Let’s go over what the options there are and then we’ll discuss how to choose between them. In general there are three options for bows: fiberglass, carbon fiber or wood.
Fiberglass bows are your low end student bows. They are basically indestructible and relatively cheap because they are mass manufactured (starting at approx. $50). While the playability of fiberglass bows vary slightly from bow to bow, in general you won’t find a very high quality fiberglass bow.
Carbon fiber bows are also indestructible but come in different grades. They are named and priced accordingly. While there is more consistency between carbon fiber bows of the same price range than wood bows, you are going to find a much more diverse selection of bows to choose from than your fiberglass counterparts.
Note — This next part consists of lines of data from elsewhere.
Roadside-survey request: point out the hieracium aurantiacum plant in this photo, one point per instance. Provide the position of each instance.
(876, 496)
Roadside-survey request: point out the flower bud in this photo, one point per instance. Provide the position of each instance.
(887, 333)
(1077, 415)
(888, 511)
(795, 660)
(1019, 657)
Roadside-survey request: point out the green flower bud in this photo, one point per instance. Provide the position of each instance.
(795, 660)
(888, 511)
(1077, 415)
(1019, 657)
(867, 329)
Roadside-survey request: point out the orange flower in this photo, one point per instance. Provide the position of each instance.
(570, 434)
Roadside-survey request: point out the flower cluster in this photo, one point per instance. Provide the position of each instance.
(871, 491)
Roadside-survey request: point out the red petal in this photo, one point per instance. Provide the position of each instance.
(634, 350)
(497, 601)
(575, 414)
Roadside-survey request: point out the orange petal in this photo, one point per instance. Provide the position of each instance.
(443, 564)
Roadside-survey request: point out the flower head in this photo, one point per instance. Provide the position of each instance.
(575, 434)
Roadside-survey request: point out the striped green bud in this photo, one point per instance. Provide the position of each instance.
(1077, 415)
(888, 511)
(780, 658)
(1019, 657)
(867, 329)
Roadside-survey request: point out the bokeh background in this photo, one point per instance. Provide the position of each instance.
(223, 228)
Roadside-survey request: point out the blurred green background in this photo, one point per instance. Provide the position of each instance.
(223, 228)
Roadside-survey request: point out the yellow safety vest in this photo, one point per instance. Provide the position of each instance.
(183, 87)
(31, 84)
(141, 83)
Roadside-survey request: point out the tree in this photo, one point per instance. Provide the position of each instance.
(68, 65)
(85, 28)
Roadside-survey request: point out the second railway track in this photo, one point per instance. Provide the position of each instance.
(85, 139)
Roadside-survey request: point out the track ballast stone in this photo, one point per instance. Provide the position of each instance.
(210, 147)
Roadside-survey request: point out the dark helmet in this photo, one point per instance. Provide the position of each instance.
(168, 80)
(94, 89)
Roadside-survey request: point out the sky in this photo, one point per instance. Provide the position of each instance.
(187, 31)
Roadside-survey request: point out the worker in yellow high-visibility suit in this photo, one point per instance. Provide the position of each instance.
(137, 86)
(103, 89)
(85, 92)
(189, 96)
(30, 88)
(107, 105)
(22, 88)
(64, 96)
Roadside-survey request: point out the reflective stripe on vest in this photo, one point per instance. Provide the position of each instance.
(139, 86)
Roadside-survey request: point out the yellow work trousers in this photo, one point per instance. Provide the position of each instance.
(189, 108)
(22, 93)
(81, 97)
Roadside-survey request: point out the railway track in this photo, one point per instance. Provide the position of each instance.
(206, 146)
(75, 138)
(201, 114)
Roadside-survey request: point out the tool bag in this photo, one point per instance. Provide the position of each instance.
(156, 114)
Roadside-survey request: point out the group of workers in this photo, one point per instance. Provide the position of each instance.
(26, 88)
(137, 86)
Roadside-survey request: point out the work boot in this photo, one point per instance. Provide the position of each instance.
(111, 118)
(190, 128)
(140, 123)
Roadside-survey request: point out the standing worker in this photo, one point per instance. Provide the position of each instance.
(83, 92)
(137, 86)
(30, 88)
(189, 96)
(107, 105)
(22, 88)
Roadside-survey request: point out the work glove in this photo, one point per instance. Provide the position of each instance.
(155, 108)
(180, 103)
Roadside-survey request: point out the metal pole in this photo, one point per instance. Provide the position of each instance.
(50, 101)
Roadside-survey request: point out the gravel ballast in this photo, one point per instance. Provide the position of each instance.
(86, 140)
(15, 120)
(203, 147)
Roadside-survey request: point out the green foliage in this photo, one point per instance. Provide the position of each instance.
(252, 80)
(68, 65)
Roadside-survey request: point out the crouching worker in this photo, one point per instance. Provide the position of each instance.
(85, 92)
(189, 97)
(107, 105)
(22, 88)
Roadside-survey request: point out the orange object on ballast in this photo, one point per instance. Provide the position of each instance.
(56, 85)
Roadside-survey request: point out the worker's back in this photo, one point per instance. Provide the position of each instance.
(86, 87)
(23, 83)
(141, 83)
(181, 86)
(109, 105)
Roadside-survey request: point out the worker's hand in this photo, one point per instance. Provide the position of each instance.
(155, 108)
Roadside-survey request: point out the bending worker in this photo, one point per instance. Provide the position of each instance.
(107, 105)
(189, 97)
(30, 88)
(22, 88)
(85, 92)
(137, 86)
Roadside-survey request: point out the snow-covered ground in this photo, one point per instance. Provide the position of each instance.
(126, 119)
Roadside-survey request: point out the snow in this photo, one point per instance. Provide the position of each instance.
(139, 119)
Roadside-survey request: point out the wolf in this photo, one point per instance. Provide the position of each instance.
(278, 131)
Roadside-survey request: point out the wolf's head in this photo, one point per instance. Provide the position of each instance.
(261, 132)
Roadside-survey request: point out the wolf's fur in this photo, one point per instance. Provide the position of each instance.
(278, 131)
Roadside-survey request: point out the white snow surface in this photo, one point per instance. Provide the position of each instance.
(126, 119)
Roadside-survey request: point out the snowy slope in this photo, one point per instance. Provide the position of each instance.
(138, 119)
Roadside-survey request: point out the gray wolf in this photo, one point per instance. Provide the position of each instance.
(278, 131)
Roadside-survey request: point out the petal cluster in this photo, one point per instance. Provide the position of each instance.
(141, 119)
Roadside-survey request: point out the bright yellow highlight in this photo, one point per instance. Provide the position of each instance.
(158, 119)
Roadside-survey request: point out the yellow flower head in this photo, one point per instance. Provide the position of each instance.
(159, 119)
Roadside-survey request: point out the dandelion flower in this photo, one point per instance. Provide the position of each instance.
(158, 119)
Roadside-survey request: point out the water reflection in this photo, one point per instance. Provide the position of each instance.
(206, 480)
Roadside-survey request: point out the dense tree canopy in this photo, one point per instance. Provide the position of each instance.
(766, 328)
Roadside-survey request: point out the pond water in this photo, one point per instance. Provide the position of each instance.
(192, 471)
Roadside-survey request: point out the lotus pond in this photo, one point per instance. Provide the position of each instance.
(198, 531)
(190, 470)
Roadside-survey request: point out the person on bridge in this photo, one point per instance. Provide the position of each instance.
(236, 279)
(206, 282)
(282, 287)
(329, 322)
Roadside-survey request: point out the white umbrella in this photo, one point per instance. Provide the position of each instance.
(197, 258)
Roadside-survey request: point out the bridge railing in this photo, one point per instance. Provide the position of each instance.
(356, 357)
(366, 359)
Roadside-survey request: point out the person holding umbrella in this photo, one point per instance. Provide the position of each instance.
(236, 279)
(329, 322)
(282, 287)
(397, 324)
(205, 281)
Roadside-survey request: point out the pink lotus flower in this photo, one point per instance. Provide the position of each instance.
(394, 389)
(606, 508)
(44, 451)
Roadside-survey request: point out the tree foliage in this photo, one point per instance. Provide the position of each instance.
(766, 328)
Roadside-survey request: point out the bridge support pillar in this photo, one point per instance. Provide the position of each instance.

Their pricing starts at around $100 and can range all the way up to $1500+.
Wood bows are your traditional choice for violin bows and are constructed using Pernambuco wood of varying grades. Wood bows run from very cheap (under $100) to millions of dollars. The selection of wood bows is virtually endless and the variety between bows is as diverse as the number of bows available.
So how do you choose? Let’s look at some of the pros and cons of each bow before we make a decision.
Fiberglass bows: Pros – indestructible, cheap, not weather sensitive. Cons – poor playability, minmal diversity.
Carbon fiber: Pros – indestructible, good quality for the price, more consistent, not weather sensitive, medium diversity. Cons - medium diversity, quality has a cap.
Wood: Pros – unlimited diversity, no cap on quality. Cons – sensitive to weather, can be broken/warped, can be expensive.
Ok, so now that we have looked at our options let’s discuss how to choose a bow. Here are some factors to consider: Who will be playing the bow? What will they be primarily using it for (practicing, concerts, outdoor gigs, etc.)? How much do you want to spend? What quality are you looking for?
Here are my recommendations for each bow type:
Fiberglass bows: Good for young students and beginners.
Carbon fiber bows: Good for any age student who is looking to upgrade from a fiberglass bow. If you are looking to spend $1000 or less on a bow, go with a carbon fiber bow that fits your price range. You will most likely get more for your buck on a carbon fiber bow than a wood bow of the same price. If you are looking to spend between $1000 and $2500 check out both carbon fiber and wood bows. Compare bows and see what bows feel best to you and get the best sound out of your instrument. Carbon fiber bows are also great for the professional musician who is looking for a second bow or a bow for outdoor gigs.
Wood bows: I recommend a wood bow to anyone who is looking to spend over $2500 on a bow. A high quality wood bow is well worth your time and money to buy, especially if you are seeking to continue your musical studies into college or as a career. Just make sure you know what you’re looking for so that you don’t get stuck with a lemon!
Deciding whether you want a fiberglass, carbon fiber or wood bow is the first step. I hope this information as been helpful in that process! We’ll talk more in a later post on how to decide between bows once you decide on the material. There is so much to talk about! Happy bow hunting!